22 January 2010

Neuroaesthetics

WSJ | Candace Jackson | How Art Affects the Brain: A new exhibit explores science and aesthetics

At an exhibit opening this weekend at the Walters Art Museum in Baltimore, visitors will be asked to wear 3-D glasses and walk around with clipboards and pencils while looking at images of sculptures.

"Beauty and the Brain: A Neural Approach to Aesthetics," enlists the public as participants in a Johns Hopkins University study that looks at why the human brain is attracted to artwork.

Museum-goers will look at 3-D printouts of altered versions of sculptures by abstract artist Jean Arp. One of his works, "The Woman of Delos" (1959), will also be on display at the Walters.

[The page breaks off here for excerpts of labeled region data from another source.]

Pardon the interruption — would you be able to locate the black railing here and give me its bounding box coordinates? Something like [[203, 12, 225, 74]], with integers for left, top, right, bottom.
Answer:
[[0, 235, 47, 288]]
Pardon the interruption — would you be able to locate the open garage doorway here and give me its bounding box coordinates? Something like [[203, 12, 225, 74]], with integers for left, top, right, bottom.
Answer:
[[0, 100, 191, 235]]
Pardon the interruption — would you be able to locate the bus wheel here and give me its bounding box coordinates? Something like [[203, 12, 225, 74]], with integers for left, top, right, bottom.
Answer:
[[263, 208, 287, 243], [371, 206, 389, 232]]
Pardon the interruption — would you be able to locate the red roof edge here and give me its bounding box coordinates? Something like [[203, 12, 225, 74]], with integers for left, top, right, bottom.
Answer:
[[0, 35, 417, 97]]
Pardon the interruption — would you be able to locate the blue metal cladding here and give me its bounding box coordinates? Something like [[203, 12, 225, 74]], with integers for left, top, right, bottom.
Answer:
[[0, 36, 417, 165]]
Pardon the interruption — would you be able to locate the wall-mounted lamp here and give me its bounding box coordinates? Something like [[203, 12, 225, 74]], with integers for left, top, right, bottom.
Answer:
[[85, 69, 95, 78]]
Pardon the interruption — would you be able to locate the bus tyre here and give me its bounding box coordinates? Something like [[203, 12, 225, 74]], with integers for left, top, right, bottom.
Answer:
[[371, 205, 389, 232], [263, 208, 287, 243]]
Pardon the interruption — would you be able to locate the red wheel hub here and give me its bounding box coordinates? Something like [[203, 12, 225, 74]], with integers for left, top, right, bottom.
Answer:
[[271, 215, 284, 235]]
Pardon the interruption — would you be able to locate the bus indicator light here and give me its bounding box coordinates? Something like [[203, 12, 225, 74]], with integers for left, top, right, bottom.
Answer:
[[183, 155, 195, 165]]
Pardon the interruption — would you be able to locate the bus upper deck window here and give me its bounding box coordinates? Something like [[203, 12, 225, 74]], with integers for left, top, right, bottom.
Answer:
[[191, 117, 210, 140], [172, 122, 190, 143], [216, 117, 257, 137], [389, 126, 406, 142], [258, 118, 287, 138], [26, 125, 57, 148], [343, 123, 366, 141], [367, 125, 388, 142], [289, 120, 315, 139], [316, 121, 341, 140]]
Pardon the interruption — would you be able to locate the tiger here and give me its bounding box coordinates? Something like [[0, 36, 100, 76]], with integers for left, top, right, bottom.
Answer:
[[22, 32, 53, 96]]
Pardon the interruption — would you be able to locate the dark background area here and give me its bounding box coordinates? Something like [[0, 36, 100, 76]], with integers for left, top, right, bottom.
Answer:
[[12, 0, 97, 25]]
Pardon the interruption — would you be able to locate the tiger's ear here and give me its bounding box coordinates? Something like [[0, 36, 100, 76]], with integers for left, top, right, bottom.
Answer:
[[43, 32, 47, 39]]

While looking at computer-altered versions of the sculptures—some skinnier, others more rotund—participants will be asked which they are most attracted to, and which they like the least.

Organizers say they hope to shed a scientific light on some of the ideas that philosophers have discussed for centuries. One of those is that there's a unique way that the brain activates when we view compelling artwork, something philosophers have called the "aesthetic emotion," says Gary Vikan, director of the Walters and curator of the show.
That's awesome. I'd love to see this done with near infrared spectroscopy in addition to clip boards, but that's a whole extra complication.

I may have to stop in at the Walters on the way to Philadelphia one of these days.